Vivir y soñar con un mejor futuro es el deseo de miles de jóvenes que hoy emprenden un éxodo en masa desde Venezuela. Según Datanálisis, encuestadora privada, al menos 1 de cada 10 jóvenes está realizando trámites para abandonar el país; opinión que es contrastada radicalmente por el presidente de Venezuela, Nicolás Maduro, quien asegura que la tasa de personas que emigran es realmente insignificante. Aunque los informes y declaraciones emitidas por cada una de las partes respondan a la tendencia política particular que cada una profese, la realidad es imposible de arropar. Venezuela evidencia una migración histórica.

Resulta complicado aceptar que el futuro deba ser planteado en tierras lejanas, siendo muchos -de los que ahora parten- hijos de emigrantes que acogieron al país como hogar luego abandonar su nación por diversos motivos. Más allá del problema que acarrea la falta de jóvenes profesionales que deberían formarse académica y profesionalmente para reemplazar a las generaciones que van de salida, el principal inconveniente que atañe al país es la fragmentación familiar que se pone en evidencia.

Madres que despiden a sus hijos. Padres que lloran de espaldas porque no pueden quebrarse ante la muchedumbre. Hermanos, amigos, parejas que son separadas por un boarding pass. Parecerá una exageración, quizás algunos lo consideren un proceso de desestabilización, pero no existe día en el Aeropuerto Internacional Simón Bolívar, precedido por la obra que muchos pisan -ahora admiran- del maestro Carlos Cruz Diez, se quede sin presenciar decenas de despedidas entre llantos, suspiros y besos al aire que se guardan en la mochila. Gradualmente, Venezuela se queda sin sus hijos.

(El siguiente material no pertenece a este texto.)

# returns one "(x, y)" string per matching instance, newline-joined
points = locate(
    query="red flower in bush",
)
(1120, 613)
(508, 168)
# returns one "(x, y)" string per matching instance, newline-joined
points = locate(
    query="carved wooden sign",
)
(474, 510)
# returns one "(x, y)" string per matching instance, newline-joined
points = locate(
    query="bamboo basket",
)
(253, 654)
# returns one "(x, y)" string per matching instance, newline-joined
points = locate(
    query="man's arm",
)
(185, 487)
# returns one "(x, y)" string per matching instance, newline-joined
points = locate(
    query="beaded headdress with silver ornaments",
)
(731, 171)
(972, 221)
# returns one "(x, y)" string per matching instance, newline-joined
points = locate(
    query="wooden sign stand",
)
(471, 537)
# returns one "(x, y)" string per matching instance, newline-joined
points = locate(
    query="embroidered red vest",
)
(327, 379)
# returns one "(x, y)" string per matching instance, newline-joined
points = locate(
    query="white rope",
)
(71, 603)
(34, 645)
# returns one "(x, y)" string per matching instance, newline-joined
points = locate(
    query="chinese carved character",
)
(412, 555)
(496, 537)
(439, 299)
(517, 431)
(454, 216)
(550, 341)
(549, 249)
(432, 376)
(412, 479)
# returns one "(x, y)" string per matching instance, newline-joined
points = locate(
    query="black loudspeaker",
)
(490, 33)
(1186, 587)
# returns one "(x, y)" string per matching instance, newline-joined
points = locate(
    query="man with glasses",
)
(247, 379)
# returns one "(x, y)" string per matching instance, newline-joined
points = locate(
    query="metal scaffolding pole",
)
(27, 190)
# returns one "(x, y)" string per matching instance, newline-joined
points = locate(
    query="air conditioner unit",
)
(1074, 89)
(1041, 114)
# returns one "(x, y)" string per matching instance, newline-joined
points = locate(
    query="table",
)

Desde la distancia escribo este artículo, lleno de lágrimas porque cada palabra la he sentido. Desde la distancia se extraña ese abrazo de madre, se extrañan las charlas familiares y las risas cómplices. Aunque ambas partes saben que la distancia no es más que un impedimento físico, que todos los esfuerzos que se realizan tienen un propósito mayor, la lejanía duele.

Por siempre, un abrazo desde la distancia.